However, Department Counsel correctly notes there is record evidence that shows Applicant was aware that some of his actions were improper or unauthorized. Even though the Administrative Judge concluded Applicant had not been briefed about the rules, regulations, and guidelines pertaining to Agency computer security, the Judge erred by failing to consider other record evidence relevant to a determination whether Applicant knew or should have known his actions were improper or unauthorized. By repeatedly expressing dissatisfaction with an Agency document and expecting Department Counsel to present the strongest possible evidence (i.e., evidence that Applicant had been formally briefed on computer security), the Judge overlooked relevant record evidence that was probative of Applicant's awareness that his actions were improper and not authorized. See ISCR Case No. 95-0817 (February 21, 1997) at pp. 3-4 (Administrative Judge erred by focusing on lack of certain type of evidence the Judge preferred to have and failing to consider other relevant record evidence); DISCR Case No. 93-0059 (March 9, 1994) at p. 4 (Department Counsel not required to present best or strongest possible evidence in order to prove controverted fact); DISCR Case No. 90-1524 (April 29, 1993) at p. 5 n.8 ("However, the fact Department Counsel did not prove the classification status of the materials in question by [a] particular type of evidence does not mean Department Counsel could not prove it by other means.").
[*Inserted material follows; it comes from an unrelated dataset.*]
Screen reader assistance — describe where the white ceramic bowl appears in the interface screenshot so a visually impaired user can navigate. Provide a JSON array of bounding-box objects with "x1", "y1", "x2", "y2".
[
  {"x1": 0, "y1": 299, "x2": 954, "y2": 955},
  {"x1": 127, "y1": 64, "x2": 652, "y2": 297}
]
To the extent the record evidence shows Applicant was aware his actions were unauthorized, it was arbitrary and capricious for the Administrative Judge to find Applicant was unaware of the rules or proper procedures with respect to those actions. Even in the absence of a formal briefing on computer security, an applicant knows or should know -- through professional training, on the job experience, or common knowledge -- that certain actions violate basic principles of computer security. Cf. ISCR Case No. 99-0205 (October 19, 2000) at p. 4 ("It is not plausible for a person who has received an M.B.A. degree to claim to be unaware that the obligation to file state tax returns is separate and independent from the obligation to file federal tax returns, or in the alternative to conclude that such a person would not be knowledgeable enough to be expected to seek proper advice about his or her obligations for filing state tax returns."); ISCR Case No. 98-0265 (March 17, 1999) at p. 7 ("[A]s a matter of common sense, a reasonable employee knows or should know that his or her employer is not paying employees to use company resources and work time to satisfy their sexual desires through pornography, whether it is online or in some other format."); ISCR Case No. 87-2107 (October 25, 1990) at p. 9 ("[A]n applicant's prior training, experience, and current position can be relevant to determining what he or she knows or should know about security regulations, practices and procedures."). (2)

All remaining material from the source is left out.